The first step in storing data within Amazon Simple DB, is to create one or more domains. As mentioned before, domains are similar to database tables, except that you can't perform functions across multiple domains, such as querying multiple domains or using foreign keys. As a consequence, you should plan on Amazon Simple DB data architecture that will meet the needs of your project. But note that although the Simple DB API does not perform queries across multiple domains, you can design your applications to perform queries across multiple domains.

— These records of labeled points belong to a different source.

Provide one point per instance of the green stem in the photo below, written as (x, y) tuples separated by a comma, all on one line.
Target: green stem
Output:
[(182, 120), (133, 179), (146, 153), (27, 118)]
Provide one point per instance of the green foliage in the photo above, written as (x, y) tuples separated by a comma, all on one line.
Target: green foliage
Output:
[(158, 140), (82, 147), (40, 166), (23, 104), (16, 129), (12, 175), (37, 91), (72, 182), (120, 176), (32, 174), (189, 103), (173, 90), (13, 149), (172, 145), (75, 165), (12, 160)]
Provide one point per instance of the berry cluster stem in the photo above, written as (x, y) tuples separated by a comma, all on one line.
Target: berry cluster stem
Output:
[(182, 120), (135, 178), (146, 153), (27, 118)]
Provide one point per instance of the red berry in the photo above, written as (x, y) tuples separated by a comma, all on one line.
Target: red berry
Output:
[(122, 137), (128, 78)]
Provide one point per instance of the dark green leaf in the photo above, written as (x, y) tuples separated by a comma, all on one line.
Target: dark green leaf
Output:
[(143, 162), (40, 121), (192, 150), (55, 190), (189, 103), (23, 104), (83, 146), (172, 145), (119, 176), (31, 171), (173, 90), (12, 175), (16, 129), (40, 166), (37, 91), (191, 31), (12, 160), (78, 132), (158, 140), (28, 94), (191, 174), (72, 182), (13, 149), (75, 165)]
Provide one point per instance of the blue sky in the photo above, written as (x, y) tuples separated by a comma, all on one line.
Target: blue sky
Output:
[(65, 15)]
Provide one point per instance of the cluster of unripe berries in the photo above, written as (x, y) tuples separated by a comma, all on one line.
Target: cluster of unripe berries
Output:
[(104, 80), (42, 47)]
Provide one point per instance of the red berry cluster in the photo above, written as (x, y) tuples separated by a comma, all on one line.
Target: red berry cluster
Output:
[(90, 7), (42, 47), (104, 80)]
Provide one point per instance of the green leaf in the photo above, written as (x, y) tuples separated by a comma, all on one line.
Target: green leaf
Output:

To create and verify a domain, select create domain from the scratchpad explorer API list box. As you can see, the create domain page appears. Enter your preferred name for your domain in domain name box, like My Store and then click on the invoke request button. You can see, Amazon Simple DB returns a response. To verify the domain was created successfully, select list domains from the scratchpad explorer API list box. As you can see, the list domains page appears. After creating a domain, you're ready to start putting data into it. For this step, select put attributes from the scratchpad explorer API list box. As you can see, the put attributes page appears. Now, in the domain name box, write the name of the domain you created before. As you can see, we write My Store. And then in the item name box, type the name of the item, like item_01. Okay. Now you can add different attributes to this item in the attributes section. Write a name for the first attribute in the name box and specify its value in the value box.

Now you can add more attributes by clicking on the plus. And finally, click on invoke request. As you can see, we add some items in attributes for them in our domain.

After putting data into the domain, we can run queries against the domain to find items that match our criteria. According to the data we put in the domain, to query the domain for items, select, select from the scratchpad explorer API list box. In the select expression box, write a query in this format, then click on invoke request.

Amazon Simple DB returns items according to the entered data. Note that, at any time, you can modify items, delete attributes of items, or just delete items.

But if you delete the whole domain, all the data in that domain is permanently deleted and it's not going to be recoverable.